New York Times Editors: "The three Republicans on the [Federal Elections] Commission appear ready to take advantage of a temporary vacancy on the three-member Democratic side to push through 3-to-2 votes for a wholesale retreat from existing regulations.... The proposals are being pushed by Donald McGahn, the Republican vice chairman of the commission who has engineered repeated 3-to-3 standoff votes to stymie approval of staff recommendations for penalties against campaigners found in violation of the law. Mr. McGahn, a former ethics adviser to Tom Delay...." CW: Oh, let's just stop there.

Francis v. the Old Beanies Club. Hans-Jürgen Schlamp of Der Spiegel: "It appears Pope Francis truly wants to change the Catholic Church. He's reforming the Vatican Bank first, but he's also circumventing the old guard wherever he can. The establishment is up in arms."

Reader Comments (5)

You say coup, I say phew! Here's an exchange between the Egyptian Ambassador yesterday on PBS News Hour:

MARGARET WARNER: Nancy Youssef, thank you so much. We just lost our connection with you, but thank you for being with us.

So, Mr. Ambassador, let's go back to what happened. Was this a coup, as, in fact, the Muslim Brotherhood says it was?

MOHAMED TAWFIK: Absolutely not.

This was a situation in which the vast majority of Egyptians took to the streets; 22 million petitions were filled in. And all they asked for was early elections. They didn't ask for the military to take over. They asked for early elections.

Now, President Morsi and his supporters, what they did is they mobilized. They stirred people's feelings up. And basically they encouraged their supporters to face the other demonstrators. So there was no option for the military and for the rest of Egyptian society but to intervene, before terrible clashes and escalation would run out of control.

July 6, 2013 | Unregistered CommenterPD Pepe

Re the ACA and temp jobs:

It's handy for the Right to blame the ACA for the rise in temp, part-time and seasonal employment, but while the ACA's requirement that the employer provide health insurance or pay a small fine may be a small tributary of a very large river, the temp trend arose from other sources years ago.

See: http://management.fortune.cnn.com/2011/05/05/the-rise-of-the-permanentl

among many others.

It's really very simple: an oversupply of non-unionized workers in the global economy makes for lower wages and non-existent benefits, and corporate profits in turn skyrocket.
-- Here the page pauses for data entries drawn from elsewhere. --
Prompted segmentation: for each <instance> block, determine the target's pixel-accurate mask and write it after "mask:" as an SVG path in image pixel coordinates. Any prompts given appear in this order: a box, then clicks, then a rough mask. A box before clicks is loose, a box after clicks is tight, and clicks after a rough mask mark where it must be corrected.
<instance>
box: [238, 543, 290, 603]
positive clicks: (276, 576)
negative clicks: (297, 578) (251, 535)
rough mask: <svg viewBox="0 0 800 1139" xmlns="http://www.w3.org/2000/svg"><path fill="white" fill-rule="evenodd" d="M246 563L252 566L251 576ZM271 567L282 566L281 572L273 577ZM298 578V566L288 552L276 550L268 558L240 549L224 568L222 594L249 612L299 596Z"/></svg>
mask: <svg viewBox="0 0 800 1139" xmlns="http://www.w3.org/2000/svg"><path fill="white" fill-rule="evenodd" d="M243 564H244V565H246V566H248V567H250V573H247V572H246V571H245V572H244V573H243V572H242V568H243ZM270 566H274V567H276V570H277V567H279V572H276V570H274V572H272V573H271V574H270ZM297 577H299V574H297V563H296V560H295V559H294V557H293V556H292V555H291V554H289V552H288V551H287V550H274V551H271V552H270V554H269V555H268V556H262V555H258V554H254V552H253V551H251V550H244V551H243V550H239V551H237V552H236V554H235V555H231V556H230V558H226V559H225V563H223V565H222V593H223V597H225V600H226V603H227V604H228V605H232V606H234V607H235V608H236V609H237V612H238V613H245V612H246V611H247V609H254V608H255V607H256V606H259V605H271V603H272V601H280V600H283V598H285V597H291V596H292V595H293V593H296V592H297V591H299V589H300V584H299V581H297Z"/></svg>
U.S. workers' portion of the economic pie is the lowest it has been since the 1930's. Workers are at the mercy of employers, not the ACA.

If the ACA's teeth were strong enough to cause all the economic mayhem for which the Right likes to blame it, retrospectively at that, it would be a hell of a law. Unfortunately, it's not.
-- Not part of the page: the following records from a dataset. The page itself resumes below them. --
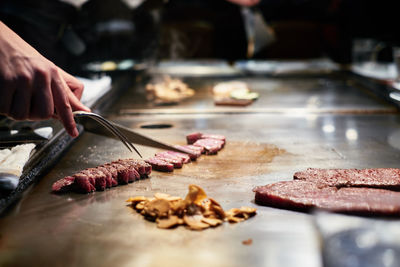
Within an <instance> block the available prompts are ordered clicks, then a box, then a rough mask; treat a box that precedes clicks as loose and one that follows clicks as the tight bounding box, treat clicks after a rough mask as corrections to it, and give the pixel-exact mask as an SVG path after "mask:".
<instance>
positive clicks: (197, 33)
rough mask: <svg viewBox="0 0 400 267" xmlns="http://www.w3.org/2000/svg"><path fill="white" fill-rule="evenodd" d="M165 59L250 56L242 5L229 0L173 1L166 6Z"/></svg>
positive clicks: (163, 47) (231, 59) (163, 45)
mask: <svg viewBox="0 0 400 267" xmlns="http://www.w3.org/2000/svg"><path fill="white" fill-rule="evenodd" d="M161 40H162V43H161V49H160V51H161V55H160V56H161V58H220V59H225V60H235V59H238V58H244V57H245V56H246V51H247V44H246V33H245V30H244V26H243V20H242V17H241V13H240V7H239V5H236V4H233V3H230V2H228V1H225V0H191V1H187V0H171V1H168V3H167V4H166V5H165V6H164V10H163V24H162V36H161Z"/></svg>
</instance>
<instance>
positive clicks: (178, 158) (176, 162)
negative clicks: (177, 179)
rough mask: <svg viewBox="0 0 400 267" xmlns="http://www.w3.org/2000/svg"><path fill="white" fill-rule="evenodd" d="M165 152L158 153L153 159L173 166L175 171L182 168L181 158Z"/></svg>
mask: <svg viewBox="0 0 400 267" xmlns="http://www.w3.org/2000/svg"><path fill="white" fill-rule="evenodd" d="M167 152H168V151H163V152H158V153H156V155H155V157H156V158H159V159H162V160H164V161H166V162H169V163H171V164H173V165H174V168H176V169H179V168H182V166H183V159H182V158H181V157H177V156H174V155H171V154H169V153H167Z"/></svg>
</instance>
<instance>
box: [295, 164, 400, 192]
mask: <svg viewBox="0 0 400 267" xmlns="http://www.w3.org/2000/svg"><path fill="white" fill-rule="evenodd" d="M294 179H299V180H305V181H311V182H314V183H321V184H326V185H329V186H336V187H373V188H386V189H393V190H399V189H400V169H394V168H377V169H316V168H309V169H307V170H305V171H301V172H296V173H295V174H294Z"/></svg>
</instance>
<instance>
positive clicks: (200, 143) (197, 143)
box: [193, 139, 223, 155]
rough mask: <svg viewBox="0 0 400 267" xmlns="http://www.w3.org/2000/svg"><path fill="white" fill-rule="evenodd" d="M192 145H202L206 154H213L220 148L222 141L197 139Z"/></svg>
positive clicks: (206, 139)
mask: <svg viewBox="0 0 400 267" xmlns="http://www.w3.org/2000/svg"><path fill="white" fill-rule="evenodd" d="M193 145H194V146H199V147H203V148H204V149H205V151H206V154H207V155H213V154H217V153H218V151H219V150H221V149H222V146H223V141H221V140H217V139H199V140H197V141H196V142H194V144H193Z"/></svg>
July 6, 2013 | Unregistered CommenterKen Winkes

".....that say Obama––and it's always Obama, not Kerry or anyone else––should be intervening more in Syria, China, Africa, Israel, Egypt, Turkey ... as though the US is the big papa of the world". (PD Pepe from 7/5)

Please see every stinking column that Maureen Dowd writes for explanation of patriarchal neurosis.

July 6, 2013 | Unregistered CommenterDiane

Looks as if Snowden has multiple counries willing to grant him asylum. So, Eddie where ya goin'? Venezuela? Nicaraugua? Bolivia?

In my opinion, the Patriot Act must be destroyed.

July 6, 2013 | Unregistered CommenterBarbarossa

To those who want Washington to intervene in Syria or Egypt, I say tell Washington that's where Waldo is hiding.